1万1千人の根拠
出典: フリー百科事典『ウィキペディア(Wikipedia)』 (2021/10/21 14:33 UTC 版)
確かに5世紀頃には、ケルンには処女の殉教者に関する伝承が存在したが、出典となる記録に応じて数が異なり、2名または11名の少人数の範囲であった。1万1千人の処女という数字は、9世紀になってはじめて登場したものである。 何故このような膨大な人数が言及されるようになったのか、その理由として考えられるのは、一つは、殉教者を二名として、その名を「ウルスラとウンデキミリア(Ursula et Undecimillia)」または「ウルスラとキミリア(Ursula et Ximillia)」と呼んでいたのが、前者の「ウンデキミリア」の名は、ラテン語としては、「undeci(m) millia」つまり「11なる千」、後者の「キミリア」の名は、「XI millia」つまりやはり「11なる千」と間違って解釈可能なため、「ウルスラと1万1千人の乙女」という誤読が生まれたということが考えられる。 また、いま一つの理由としては、「11名の殉教した処女」を意味するラテン語の言葉「 XI (Undecim) Martyres Virgines 」(註:XI はローマ数字で、11 を表す。

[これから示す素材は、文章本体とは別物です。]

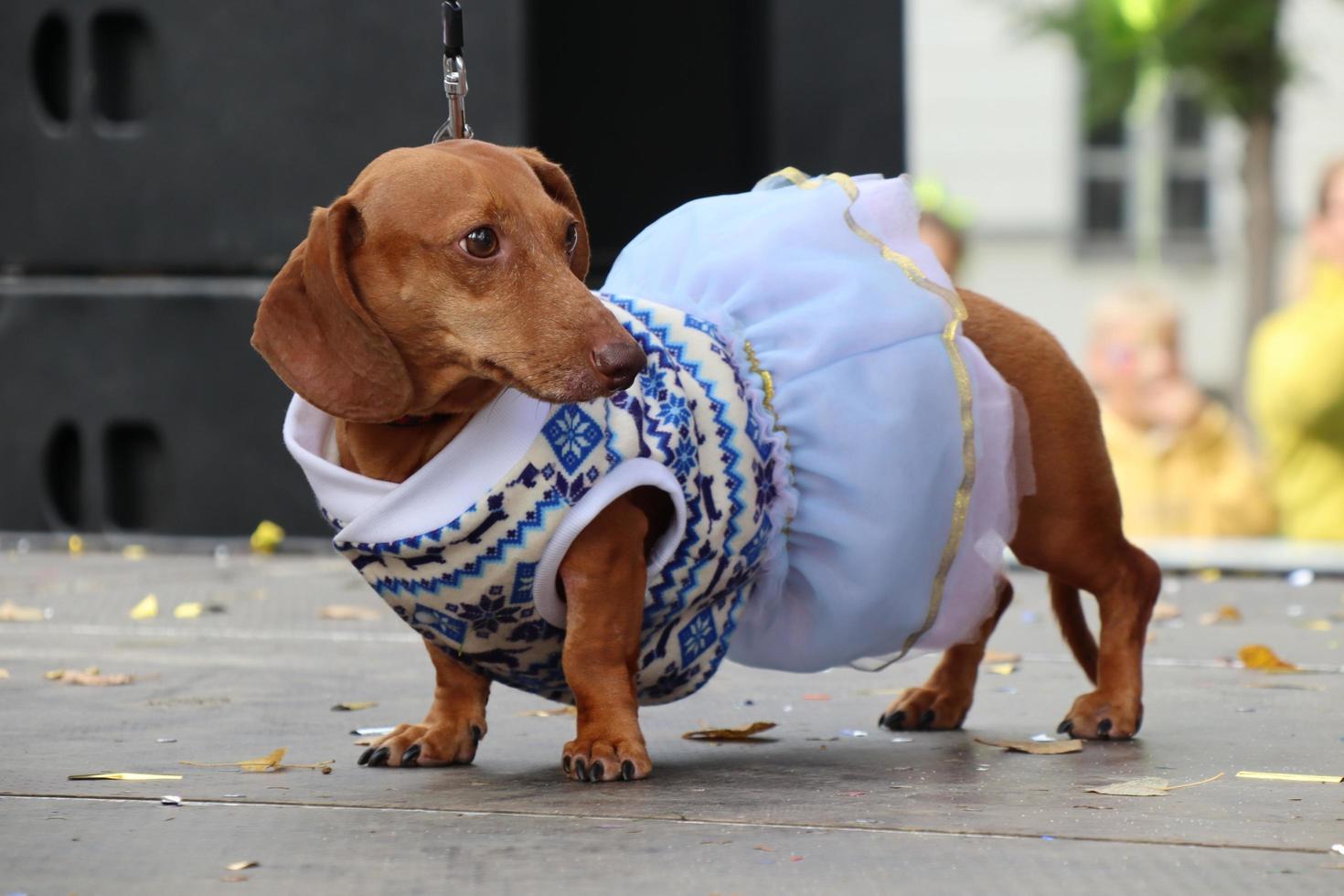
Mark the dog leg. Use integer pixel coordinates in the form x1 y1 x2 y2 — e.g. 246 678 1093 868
560 496 653 781
878 576 1012 731
358 641 491 768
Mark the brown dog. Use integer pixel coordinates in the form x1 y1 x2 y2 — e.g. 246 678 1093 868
252 140 1160 781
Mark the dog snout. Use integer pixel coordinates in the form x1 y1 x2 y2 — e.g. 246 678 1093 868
592 340 648 391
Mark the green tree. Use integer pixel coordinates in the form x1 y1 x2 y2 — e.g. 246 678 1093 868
1035 0 1292 359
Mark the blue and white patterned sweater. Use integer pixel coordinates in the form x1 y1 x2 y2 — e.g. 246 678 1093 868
286 295 777 704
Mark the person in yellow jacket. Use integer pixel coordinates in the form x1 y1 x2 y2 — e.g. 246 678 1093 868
1087 289 1275 539
1247 158 1344 540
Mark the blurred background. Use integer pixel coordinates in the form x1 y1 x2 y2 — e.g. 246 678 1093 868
0 0 1344 550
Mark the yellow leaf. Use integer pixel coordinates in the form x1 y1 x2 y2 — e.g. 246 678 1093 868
1199 603 1242 626
247 520 285 553
318 603 383 622
681 721 775 741
1236 644 1298 672
131 593 158 619
0 601 47 622
66 771 181 781
976 738 1083 756
1236 771 1344 784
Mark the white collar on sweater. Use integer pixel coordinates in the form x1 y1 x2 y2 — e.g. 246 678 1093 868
285 389 551 544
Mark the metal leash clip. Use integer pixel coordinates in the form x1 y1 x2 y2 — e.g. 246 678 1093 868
430 0 472 144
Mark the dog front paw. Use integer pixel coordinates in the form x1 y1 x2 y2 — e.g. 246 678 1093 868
358 718 485 768
878 687 972 731
1058 690 1144 741
560 736 653 781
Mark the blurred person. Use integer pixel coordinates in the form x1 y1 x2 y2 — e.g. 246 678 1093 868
914 177 970 283
1246 157 1344 540
1087 289 1275 539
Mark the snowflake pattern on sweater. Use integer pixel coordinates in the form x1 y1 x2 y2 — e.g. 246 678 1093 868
334 295 783 704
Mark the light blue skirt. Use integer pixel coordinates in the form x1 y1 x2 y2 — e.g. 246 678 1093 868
603 171 1029 672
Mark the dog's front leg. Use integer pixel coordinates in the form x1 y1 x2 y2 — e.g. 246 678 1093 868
358 641 491 768
560 496 653 781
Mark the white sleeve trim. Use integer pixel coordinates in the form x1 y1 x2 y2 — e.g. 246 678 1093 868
532 457 686 629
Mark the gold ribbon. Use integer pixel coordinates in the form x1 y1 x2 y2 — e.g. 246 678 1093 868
768 166 976 667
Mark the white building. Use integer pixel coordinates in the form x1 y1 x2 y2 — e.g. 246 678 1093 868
906 0 1344 395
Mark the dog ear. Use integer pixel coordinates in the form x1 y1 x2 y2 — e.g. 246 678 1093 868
516 149 592 280
251 198 414 423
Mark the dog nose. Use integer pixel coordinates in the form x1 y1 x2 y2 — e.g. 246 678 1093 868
592 340 648 389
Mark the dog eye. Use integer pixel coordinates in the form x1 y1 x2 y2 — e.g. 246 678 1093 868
458 227 500 258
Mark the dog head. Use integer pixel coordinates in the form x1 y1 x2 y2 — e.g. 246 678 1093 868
251 140 645 423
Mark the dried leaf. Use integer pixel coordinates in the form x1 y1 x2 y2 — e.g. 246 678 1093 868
317 603 381 622
131 593 158 619
1236 644 1299 672
1087 773 1223 796
1199 603 1242 626
181 747 286 771
517 707 580 719
681 721 775 741
976 738 1083 756
46 667 135 688
66 771 181 781
0 601 47 622
1153 601 1180 622
1236 771 1344 784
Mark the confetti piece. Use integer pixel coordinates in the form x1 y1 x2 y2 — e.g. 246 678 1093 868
45 667 135 688
131 593 158 619
247 520 285 553
1236 771 1344 784
1153 602 1180 622
0 601 47 622
1199 603 1242 626
517 707 580 719
1087 773 1223 796
317 603 381 622
66 771 181 781
681 721 775 741
976 738 1083 756
1236 644 1299 672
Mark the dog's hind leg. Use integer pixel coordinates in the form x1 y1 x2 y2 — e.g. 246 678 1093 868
878 576 1012 731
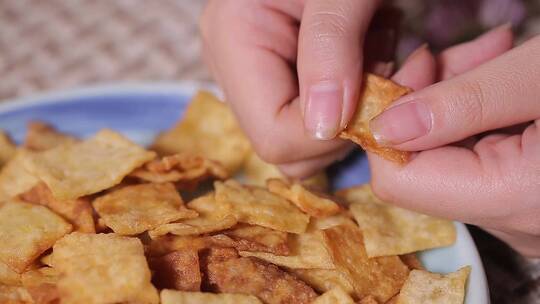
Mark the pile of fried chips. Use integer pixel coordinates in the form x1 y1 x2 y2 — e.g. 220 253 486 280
0 85 469 304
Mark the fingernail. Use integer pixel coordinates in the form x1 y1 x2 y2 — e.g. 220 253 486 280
304 82 343 140
369 101 432 146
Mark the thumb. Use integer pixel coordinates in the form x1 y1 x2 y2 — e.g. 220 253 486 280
370 33 540 151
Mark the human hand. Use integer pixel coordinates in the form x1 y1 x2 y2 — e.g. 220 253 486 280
369 27 540 257
201 0 395 177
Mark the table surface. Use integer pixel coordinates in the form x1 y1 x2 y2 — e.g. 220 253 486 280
0 0 540 304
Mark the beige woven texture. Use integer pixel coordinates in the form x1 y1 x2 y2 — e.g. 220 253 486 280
0 0 209 100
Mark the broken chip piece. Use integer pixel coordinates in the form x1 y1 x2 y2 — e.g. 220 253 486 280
397 266 471 304
339 74 411 164
339 184 456 257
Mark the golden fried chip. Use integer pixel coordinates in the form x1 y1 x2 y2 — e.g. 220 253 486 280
212 224 289 255
289 269 354 296
0 130 17 168
341 185 456 257
19 182 96 233
0 149 39 201
23 129 155 199
0 262 21 286
148 249 201 291
324 225 409 303
339 74 411 164
23 121 78 151
399 253 425 270
240 231 335 269
266 178 340 217
93 183 197 235
21 267 60 304
244 151 328 191
397 266 471 304
0 285 33 304
203 252 317 304
214 180 309 233
312 287 356 304
130 153 228 188
0 201 71 273
152 91 251 174
148 215 238 238
53 232 159 304
161 289 262 304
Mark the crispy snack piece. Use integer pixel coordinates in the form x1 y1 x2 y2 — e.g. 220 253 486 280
149 249 201 291
244 151 328 191
130 153 228 189
397 266 471 304
399 253 426 270
288 268 354 296
214 180 309 233
0 262 21 286
23 121 78 151
340 184 456 257
266 178 340 217
152 91 251 175
339 74 411 164
0 130 17 168
212 224 290 255
19 182 96 233
206 250 317 304
240 231 335 269
161 289 262 304
53 232 159 304
22 267 60 304
0 149 39 201
0 201 71 273
0 285 33 304
324 225 409 303
312 287 356 304
94 183 197 235
23 129 155 199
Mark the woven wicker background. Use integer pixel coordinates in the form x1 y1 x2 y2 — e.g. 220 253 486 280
0 0 209 100
0 0 540 304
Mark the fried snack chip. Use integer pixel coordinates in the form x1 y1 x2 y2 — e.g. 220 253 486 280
0 130 17 168
149 249 201 291
214 180 309 233
0 262 21 286
240 231 335 269
130 153 228 189
288 269 354 296
243 151 328 191
212 224 289 255
21 267 60 304
19 182 96 233
399 253 425 270
23 121 78 151
206 250 317 304
152 91 251 175
0 201 71 273
0 285 33 304
340 184 456 257
53 232 159 304
23 129 155 199
0 149 39 201
397 266 471 304
339 74 412 164
161 289 262 304
324 225 409 303
312 287 354 304
93 183 198 235
266 178 340 217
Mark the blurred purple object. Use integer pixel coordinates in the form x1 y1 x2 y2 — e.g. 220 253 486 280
425 0 478 47
478 0 526 28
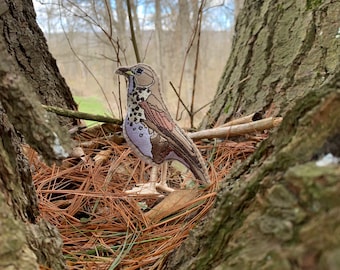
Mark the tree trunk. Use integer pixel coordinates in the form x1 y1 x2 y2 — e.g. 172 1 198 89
1 0 77 125
164 0 340 270
0 0 76 269
202 0 340 127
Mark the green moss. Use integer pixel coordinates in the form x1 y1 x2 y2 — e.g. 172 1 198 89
306 0 322 10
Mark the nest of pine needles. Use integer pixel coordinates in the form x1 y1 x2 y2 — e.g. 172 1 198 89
26 123 266 269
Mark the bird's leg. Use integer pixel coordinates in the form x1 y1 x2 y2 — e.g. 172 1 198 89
155 162 174 192
126 166 161 195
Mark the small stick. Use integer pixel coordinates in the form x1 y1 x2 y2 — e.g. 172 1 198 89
217 113 262 128
188 117 282 140
42 105 122 125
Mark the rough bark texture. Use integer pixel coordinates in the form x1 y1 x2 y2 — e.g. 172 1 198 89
164 0 340 270
0 0 77 125
202 0 340 127
0 0 75 269
165 61 340 270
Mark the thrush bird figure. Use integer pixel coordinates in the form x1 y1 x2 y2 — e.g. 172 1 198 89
116 63 210 194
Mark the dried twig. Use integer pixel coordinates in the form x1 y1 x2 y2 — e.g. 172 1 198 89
189 117 282 140
42 105 122 125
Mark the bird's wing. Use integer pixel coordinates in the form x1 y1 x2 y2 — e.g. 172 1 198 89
140 95 210 183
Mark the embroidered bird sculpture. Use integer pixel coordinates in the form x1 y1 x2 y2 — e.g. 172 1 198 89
116 63 210 192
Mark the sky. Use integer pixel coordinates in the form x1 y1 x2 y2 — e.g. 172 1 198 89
33 0 234 33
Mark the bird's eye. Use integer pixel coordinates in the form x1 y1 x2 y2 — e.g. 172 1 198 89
136 68 143 74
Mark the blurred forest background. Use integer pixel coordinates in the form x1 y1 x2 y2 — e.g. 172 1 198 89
34 0 243 127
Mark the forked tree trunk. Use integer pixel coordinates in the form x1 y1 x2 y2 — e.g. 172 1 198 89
201 0 340 127
164 0 340 270
0 0 76 269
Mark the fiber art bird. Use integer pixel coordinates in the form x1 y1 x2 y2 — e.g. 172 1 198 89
116 63 210 193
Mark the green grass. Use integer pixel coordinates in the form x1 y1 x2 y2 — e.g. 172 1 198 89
74 96 112 126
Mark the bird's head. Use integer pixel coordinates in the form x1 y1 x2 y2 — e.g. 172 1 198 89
116 63 158 87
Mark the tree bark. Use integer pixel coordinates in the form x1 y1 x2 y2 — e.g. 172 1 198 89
1 0 77 125
201 0 340 127
164 54 340 270
0 0 76 269
163 0 340 270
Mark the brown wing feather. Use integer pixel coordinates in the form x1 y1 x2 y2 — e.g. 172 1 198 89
140 98 210 183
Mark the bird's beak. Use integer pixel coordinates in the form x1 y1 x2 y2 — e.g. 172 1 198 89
115 67 133 77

またプリニウスが使った記法では、「X. M」と表記して「10なる千」を表し、これに従うと、「XI. M」は「11なる千」つまり「1万1千」の数字表現となる)の省略形である「 XI. M. V. 」が、「 Undecim Millia Virginum 」と誤って解釈乃至伝承されて、「1万1千名の乙女たち」などが出てきたと考えられる(カトリック百科事典 による)。 以上の二つとは更に別の説明が存在する。西欧中世にあっては出所不明な遺骨が、殉教者の聖遺物として大量に販売されていたのであり、1万1千という数字の起源はこの中世の状況から出てきたものだとする説である。「聖ウルスラと彼女に従う乙女たち」の話は当時広く知られていた結果、(些か皮肉の入った)この説明では、聖女とその乙女たちの聖遺物と称して、あまりにも多数の遺骨が売られた為、この膨大な数の遺骨を説明するため、1万1千人の処女たちという数字を人々が発明したというものである。(実際のところは、これらの遺骨は、ローマ時代に遡って、教会の墓地に埋葬された人々の遺骸であった)。